Мороз и солнце – день чудесный! Пушкин как раз в Тригорское собрался с барышнями чай пить. Глядь – под ногами вроде как ель сквозь иней зеленеет! А еще пониже речка подо льдом блестит. «Ай да Пушкин…» – думает.
Холодно, боязно, и главное – очень чаю хочется.
Летит Пушкин – только рифмы в ушах свистят. Погода – природа, дворе – январе, мишура – вечера…
До Опочки «Евгения Онегина» закончил. Как Опочка показалась, Пушкин спохватился.
– Пегий, куда летим-то? – кричит.
– На Парнас, хозяин.
– В Грецию?!
А у Пушкина с собой ни чернильницы нет, ни пера, ни бумаги, ни денег. И лампа дорожная дома осталась. Опять же очень чаю хочется.
– Эй, Пегий, – кричит, – поворачивай в Тригорское! На высоте морозы – не розы, не дотяну до Эллады!
Так и не попал за границу.
Прилетели к Осиповым-Вульф, а у них аккурат самовар вскипел. Барышни, жженка, моченые яблоки…
Пока то да се, Пушкин и забыл, что в воздухе сочинил. Так оно всегда бывает, если сразу не запишешь.
* * *
Пушкин, если ни в кого не был влюблен, скучал и томился жизнью. Выйдет, бывало, на крыльцо, размахнется тростью да и запустит ею в белый свет. А потом искать идет. Так только и мог развлечься немного.
Однажды метнул трость куда-то, а найти не найдет. Все Михайловское облазил – нету. Верно, в Тригорское улетела. Пушкин забеспокоился: палка-то тяжеленька, девять фунтов весу; не зашибла бы кого из барышень.
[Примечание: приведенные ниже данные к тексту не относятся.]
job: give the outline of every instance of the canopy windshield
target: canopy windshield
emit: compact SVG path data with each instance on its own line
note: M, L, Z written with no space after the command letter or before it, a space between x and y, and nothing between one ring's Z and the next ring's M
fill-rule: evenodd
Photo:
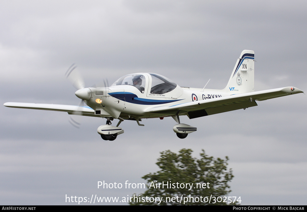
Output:
M150 73L151 76L150 93L162 94L171 91L177 84L166 77L157 74Z
M120 78L111 86L121 85L131 85L138 89L141 92L144 93L146 80L144 76L142 74L130 74Z

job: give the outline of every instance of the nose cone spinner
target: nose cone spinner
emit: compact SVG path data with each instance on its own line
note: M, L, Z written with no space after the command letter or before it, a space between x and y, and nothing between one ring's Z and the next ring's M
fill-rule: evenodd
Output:
M89 100L92 96L92 92L88 88L78 90L75 93L78 98L84 100Z

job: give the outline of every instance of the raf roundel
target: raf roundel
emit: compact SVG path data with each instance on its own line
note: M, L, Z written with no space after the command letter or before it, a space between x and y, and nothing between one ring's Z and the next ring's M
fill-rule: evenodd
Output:
M195 95L194 93L192 94L192 101L197 101L197 96Z

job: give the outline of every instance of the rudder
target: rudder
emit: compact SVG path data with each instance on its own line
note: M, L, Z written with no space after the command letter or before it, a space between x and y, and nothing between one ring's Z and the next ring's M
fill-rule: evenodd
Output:
M253 51L243 50L224 90L233 94L254 91L254 60Z

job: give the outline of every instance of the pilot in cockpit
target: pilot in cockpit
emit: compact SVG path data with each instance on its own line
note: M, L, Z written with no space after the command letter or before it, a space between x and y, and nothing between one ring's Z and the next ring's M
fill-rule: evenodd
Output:
M142 93L144 92L145 88L142 86L142 79L141 78L143 77L142 75L137 75L132 78L133 86L139 89Z

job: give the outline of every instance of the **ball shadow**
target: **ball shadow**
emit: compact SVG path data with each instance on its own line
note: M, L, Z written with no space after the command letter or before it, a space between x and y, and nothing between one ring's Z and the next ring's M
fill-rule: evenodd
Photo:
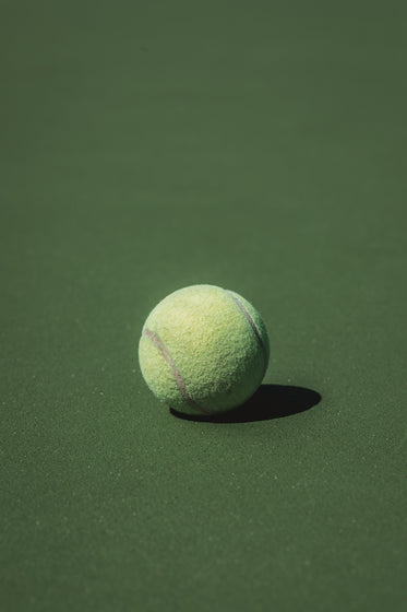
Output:
M170 409L171 414L185 421L203 421L207 423L252 423L291 416L310 410L321 401L319 392L304 387L286 385L261 385L254 396L243 405L223 414L183 414Z

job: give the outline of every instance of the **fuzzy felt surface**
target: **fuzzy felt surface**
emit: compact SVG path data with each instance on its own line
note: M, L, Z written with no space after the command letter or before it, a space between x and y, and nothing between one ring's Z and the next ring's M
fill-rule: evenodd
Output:
M188 413L236 408L261 384L270 355L260 314L242 296L193 285L160 302L139 345L142 374L154 395Z

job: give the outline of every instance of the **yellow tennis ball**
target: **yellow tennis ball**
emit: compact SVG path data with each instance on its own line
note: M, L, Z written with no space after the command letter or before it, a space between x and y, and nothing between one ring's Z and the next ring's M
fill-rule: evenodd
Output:
M193 285L168 295L149 314L139 344L143 377L170 408L216 414L244 403L270 356L265 325L237 293Z

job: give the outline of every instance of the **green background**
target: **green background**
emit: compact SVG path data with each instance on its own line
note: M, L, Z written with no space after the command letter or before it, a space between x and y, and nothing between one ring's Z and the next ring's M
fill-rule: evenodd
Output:
M0 2L2 610L402 610L406 17ZM140 331L194 283L322 401L161 407Z

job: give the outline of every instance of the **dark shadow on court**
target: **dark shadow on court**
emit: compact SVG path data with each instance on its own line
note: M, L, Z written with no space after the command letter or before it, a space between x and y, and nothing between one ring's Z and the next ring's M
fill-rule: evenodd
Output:
M224 414L201 415L183 414L170 409L178 419L204 421L207 423L252 423L291 416L310 410L321 401L319 392L304 387L286 385L261 385L258 391L243 405Z

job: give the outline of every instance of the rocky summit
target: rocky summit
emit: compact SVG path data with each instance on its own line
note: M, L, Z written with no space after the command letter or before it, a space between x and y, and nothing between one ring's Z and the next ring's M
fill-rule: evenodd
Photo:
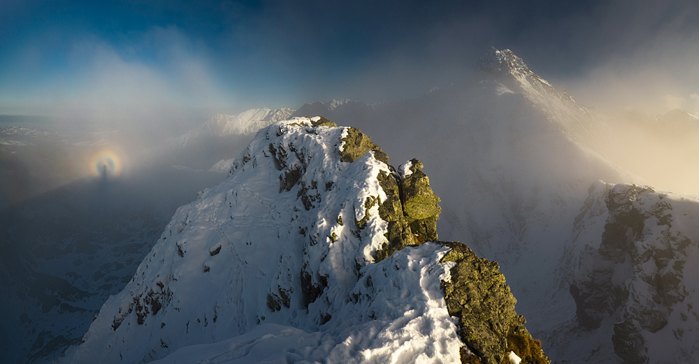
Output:
M498 264L438 240L423 164L388 162L327 119L261 129L178 210L72 363L549 363Z

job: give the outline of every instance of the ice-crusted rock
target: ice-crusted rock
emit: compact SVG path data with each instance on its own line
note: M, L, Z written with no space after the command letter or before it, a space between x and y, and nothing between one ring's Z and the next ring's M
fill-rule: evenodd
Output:
M607 184L598 246L583 250L570 293L588 329L613 326L626 362L689 363L699 322L699 200L634 184Z
M451 281L443 282L449 314L459 318L461 340L472 351L463 363L498 364L514 352L525 363L545 364L548 358L524 327L526 320L514 311L517 300L499 272L498 263L477 256L459 242L442 261L453 261Z
M435 241L422 163L387 162L322 117L261 130L178 209L73 362L545 362L497 264Z

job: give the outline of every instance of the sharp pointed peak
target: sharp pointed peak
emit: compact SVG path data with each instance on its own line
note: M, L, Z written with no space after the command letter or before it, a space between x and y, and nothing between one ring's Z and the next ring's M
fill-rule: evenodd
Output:
M476 71L479 71L497 75L532 73L524 61L512 50L500 50L495 47L489 48L478 59Z

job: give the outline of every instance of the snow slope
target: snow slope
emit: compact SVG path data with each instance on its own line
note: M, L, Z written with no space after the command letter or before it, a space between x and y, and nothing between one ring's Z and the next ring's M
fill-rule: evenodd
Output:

Собрался было к Осиповым-Вульф, да надумал еще разок в парк заглянуть: может, из дриад кто подобрал.
Видит: у беседки Баба-Яга стоит, на трость его опирается.
– Ну, Пушкин, я твою трость поймала, бери теперь меня замуж.
Пушкин говорит:
– Зачем тебе, бабушка, замуж? Ты ж одной ногой в полугробу!
Баба-Яга тростью оземь ударила и обернулась блистательной дамой. Из высшего света, стройна, высока, изящно одета, тонкие черты, красивые черные волосы…
– А теперь? – спрашивает по-французски.
Пушкин поклонился.
– Доходу мало, сударыня.
– Думайте, Пушкин, семь дней. Надумаете – оставьте тут где-нибудь свой автограф, хоть на коре, хоть в пыли дорожной – тотчас явлюсь под венец. А коли нет – я через неделю палку-то в девять фунтов весом легко вам на крышу закину. Не обрадуетесь.
И это все тоже по-французски.
Снова тростью оземь ударила и вместе с ней пропала.
Пушкин домой вернулся, чувствует – влюблен. Няне своей ничего не сказал, засел стихи писать. Только голову от тетради поднимет – а перед глазами та дама стоит, которой Баба-Яга оборотилась. Так и грезил всю неделю.
То представит, как набрасывает ей на плечи шубу, усаживает в карету, целует ей руки.
То вдруг подумает: «Есть что-то воздушное и трогательное в ее облике – эта женщина не будет счастлива, я в том уверен!»
А то и вовсе жениться решит. Хотя с другой стороны, что если красавица станет выказывать себя Бабой-Ягою? Впрочем, женщины все таковы: от гурии до фурии – один шаг!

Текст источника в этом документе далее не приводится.